É um argumento canalha, porque a idéia em relação aos trabalhadores é basicamente a seguinte: abram mão de seus direitos e concorram com a máquina. No meio rural, não se trata de uma volta ao passado. Não se quer voltar, por exemplo, ao tempo do colonato, em que não havia regulamentação da força de trabalho mas havia uma alta responsabilidade social dos fazendeiros porque eles eram os protetores daqueles trabalhadores, ofereciam terra, faziam favores e os ajudavam, mesmo com toda a violência existente nessa relação.

Agora é diferente. Agora os fazendeiros querem desregulamentar mas não querem, por exemplo, oferecer terra para as pessoas trabalharem gratuitamente, como compensação por essa desregulamentação. Eles não estão falando numa reforma agrária compensatória, realizada inteiramente nas mesmas fazendas, para absorver esta mão-de-obra. Aliás, essa proposta seria irrealista, porque no meio rural todo o trabalho já está fragmentado, não se trata mais do mesmo processo de trabalho de antigamente, em que o trabalhador tinha trabalho o ano inteiro. Agora se tem trabalho em épocas específicas, no corte da cana, na colheita do café.

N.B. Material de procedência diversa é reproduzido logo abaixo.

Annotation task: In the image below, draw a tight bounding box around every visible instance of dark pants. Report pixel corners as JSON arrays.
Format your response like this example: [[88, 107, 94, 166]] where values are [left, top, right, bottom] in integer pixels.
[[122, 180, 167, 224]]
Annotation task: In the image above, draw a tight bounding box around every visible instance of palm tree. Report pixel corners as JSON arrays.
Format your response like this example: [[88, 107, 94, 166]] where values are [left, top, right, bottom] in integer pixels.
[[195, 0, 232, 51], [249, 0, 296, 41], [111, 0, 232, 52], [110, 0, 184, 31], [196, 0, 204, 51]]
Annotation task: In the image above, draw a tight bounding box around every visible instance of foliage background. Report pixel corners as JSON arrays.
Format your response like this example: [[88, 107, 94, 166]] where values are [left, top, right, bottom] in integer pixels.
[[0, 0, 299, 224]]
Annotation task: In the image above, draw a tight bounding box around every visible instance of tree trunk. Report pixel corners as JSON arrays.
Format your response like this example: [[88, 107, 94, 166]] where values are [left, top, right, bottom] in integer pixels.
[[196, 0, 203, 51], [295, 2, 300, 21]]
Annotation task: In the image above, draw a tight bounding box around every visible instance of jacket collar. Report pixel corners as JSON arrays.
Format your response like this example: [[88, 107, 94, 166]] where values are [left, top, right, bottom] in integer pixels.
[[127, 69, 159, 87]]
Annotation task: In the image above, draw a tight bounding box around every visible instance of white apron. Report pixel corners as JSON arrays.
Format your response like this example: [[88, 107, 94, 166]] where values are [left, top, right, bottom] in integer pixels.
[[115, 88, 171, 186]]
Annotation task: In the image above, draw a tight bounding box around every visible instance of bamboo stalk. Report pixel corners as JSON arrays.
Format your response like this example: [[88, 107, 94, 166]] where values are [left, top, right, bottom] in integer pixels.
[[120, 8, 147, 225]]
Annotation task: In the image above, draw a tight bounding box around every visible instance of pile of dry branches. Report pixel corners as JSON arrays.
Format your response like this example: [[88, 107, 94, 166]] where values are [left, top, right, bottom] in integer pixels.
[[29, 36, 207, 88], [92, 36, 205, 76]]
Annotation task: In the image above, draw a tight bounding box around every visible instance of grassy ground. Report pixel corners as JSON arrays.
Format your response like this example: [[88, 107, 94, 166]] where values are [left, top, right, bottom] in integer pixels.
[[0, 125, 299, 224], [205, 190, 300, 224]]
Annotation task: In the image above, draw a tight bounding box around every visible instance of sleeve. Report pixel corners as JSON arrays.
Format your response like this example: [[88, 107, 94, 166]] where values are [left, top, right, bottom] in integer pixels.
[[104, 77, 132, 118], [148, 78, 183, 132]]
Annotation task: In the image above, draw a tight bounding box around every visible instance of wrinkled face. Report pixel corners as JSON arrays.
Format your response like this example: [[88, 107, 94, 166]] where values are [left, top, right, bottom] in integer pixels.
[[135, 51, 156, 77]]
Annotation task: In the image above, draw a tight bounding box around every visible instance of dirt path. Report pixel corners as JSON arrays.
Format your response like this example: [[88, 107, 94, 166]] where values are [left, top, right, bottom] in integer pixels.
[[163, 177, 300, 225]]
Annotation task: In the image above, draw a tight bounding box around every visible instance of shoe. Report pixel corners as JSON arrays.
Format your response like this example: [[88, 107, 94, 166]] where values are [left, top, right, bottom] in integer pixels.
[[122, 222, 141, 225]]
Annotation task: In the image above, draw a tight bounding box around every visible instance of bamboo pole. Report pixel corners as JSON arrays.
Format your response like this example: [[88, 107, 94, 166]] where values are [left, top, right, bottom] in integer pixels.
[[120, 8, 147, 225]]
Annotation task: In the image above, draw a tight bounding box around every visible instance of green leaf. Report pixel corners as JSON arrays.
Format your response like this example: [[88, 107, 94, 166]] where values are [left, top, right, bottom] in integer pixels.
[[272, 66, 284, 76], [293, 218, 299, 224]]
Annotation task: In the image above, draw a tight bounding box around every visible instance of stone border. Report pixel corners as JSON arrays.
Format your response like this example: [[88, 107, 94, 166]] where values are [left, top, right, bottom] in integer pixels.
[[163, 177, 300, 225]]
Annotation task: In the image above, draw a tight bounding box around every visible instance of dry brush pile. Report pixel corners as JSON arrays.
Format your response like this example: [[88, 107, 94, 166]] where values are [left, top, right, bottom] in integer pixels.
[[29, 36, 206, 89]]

O que se quer é desregulamentar aquilo que é puramente setorial, ou seja, aquilo em que é preciso que haja direitos trabalhistas. Quer-se, efetivamente, promover um retrocesso histórico e não a criação de formas mais humanizadas de relacionamento quanto ao que está acontecendo atualmente, não só no campo mas também na indústria, que está fazendo o discurso da desregulamentação. Aliás, esse discurso está sendo feito no mundo inteiro, em todas as áreas atingidas pela globalização.

ESTUDOS AVANÇADOS - Vamos acabar descobrindo que a escravidão é o horizonte do capitalismo...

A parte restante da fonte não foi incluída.